The concept of assisted suicide or euthanasia came into the limelight after the Supreme Court legalized passive euthanasia in 2018 in the judgement of Common Cause (A Regd. Society) v.  Union of India[1]  This blogpost will examine the concept of assisted suicide in different countries and will attempt to give a thorough understanding of the issue.

The Common Cause judgment, which also studied the Aruna Shanbaug judgment (mentioned below) in detail and gave important observations with regards to the concept of assisted suicide in India. The court after examining observations made in Aruna Shanbaug and Gian Kaur v. The State of Punjab[2](a case which examined the validity of section 306 of the Indian Penal Code and ruled that the right to life under Article 21 also includes the right to a dignified death) gave an opinion that a decision taken by an individual to withdraw life -saving treatment of a patient is legal in situations when the patient is capable or not capable to give consent for such a decision.
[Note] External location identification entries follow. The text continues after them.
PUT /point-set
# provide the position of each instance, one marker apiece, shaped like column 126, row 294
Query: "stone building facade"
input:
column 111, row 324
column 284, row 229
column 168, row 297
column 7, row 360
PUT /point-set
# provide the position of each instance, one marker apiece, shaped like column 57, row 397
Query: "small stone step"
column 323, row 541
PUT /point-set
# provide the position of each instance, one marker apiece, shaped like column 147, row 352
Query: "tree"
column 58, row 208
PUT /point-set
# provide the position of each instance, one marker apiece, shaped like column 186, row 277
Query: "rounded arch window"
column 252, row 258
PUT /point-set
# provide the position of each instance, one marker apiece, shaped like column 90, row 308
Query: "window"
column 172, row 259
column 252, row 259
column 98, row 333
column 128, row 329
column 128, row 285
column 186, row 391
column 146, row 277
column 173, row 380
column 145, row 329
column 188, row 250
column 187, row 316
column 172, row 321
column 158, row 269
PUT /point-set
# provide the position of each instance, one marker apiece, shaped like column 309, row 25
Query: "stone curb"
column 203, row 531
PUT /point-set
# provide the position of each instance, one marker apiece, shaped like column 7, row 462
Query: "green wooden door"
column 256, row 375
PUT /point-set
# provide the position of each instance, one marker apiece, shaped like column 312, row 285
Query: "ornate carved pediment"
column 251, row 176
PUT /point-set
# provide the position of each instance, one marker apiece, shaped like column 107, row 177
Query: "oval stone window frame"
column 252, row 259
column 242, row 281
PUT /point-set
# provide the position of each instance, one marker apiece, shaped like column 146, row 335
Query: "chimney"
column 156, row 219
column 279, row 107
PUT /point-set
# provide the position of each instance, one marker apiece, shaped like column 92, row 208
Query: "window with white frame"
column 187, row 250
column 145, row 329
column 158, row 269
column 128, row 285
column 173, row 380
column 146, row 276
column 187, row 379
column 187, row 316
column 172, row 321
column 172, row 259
The decision of the Division Bench of the Supreme Court in the Aruna Shanbaug case also understands the need for assisted suicide when the patient is in a vegetative state and has no reason for existence. The judgment gave limited rights of euthanasia and stated that to remove a patient from life support, a committee of three court-appointed doctors will have to be formed by a Division Bench of the High court which will examine the mental and physical condition of the said patient. After that, this report must be made available to close relatives of the patient or in the absence of the said patient, to a friend. After examining the report and hearing the opinion of relatives or friends, the court may decide on the withdrawal of life support. [3]

While this judgment legalizes passive euthanasia with the court’s permission, it does not legalize active euthanasia yet. Active euthanasia involves injecting a lethal dose of an injection to kill a patient, whereas passive euthanasia involves withdrawal of life support in order to cause the death of the patient. However, there are countries where active euthanasia is legal(like the Netherlands) and in my opinion, there can be detailed legislation implemented in India which legalizes active euthanasia while ensuring that euthanasia is given only when it is absolutely necessary. The law in the Netherlands may be understood in order to make a similar law for India.

The Dutch Termination of Life on Request and Assisted Suicide (Review Procedures) Act is the legislation that governs the processes of euthanasia and assisted suicide. According to the legislation, all procedures of euthanasia have to be examined by a minimum three-member committee consisting of a legal expert, an ethicist, and a medical doctor. This procedure helps in preventing misuse of the euthanasia process. There are certain restrictions on the euthanasia of a minor as well. Minors may request to get euthanized after they turn 12, however, consent of their parents or guardian is necessary till they turn 16.

Another country where euthanasia is legal in Belgium. The law states that a necessary element was that the patient must be of sound mind and must express the decision of euthanasia voluntarily and must not be put under any duress. A 2014 amendment removed the criteria of legal age and the presence of maturity is not necessary to approve getting euthanized. Hence, any patient in Belgium can euthanize himself/herself with only certain restrictions apply for minors.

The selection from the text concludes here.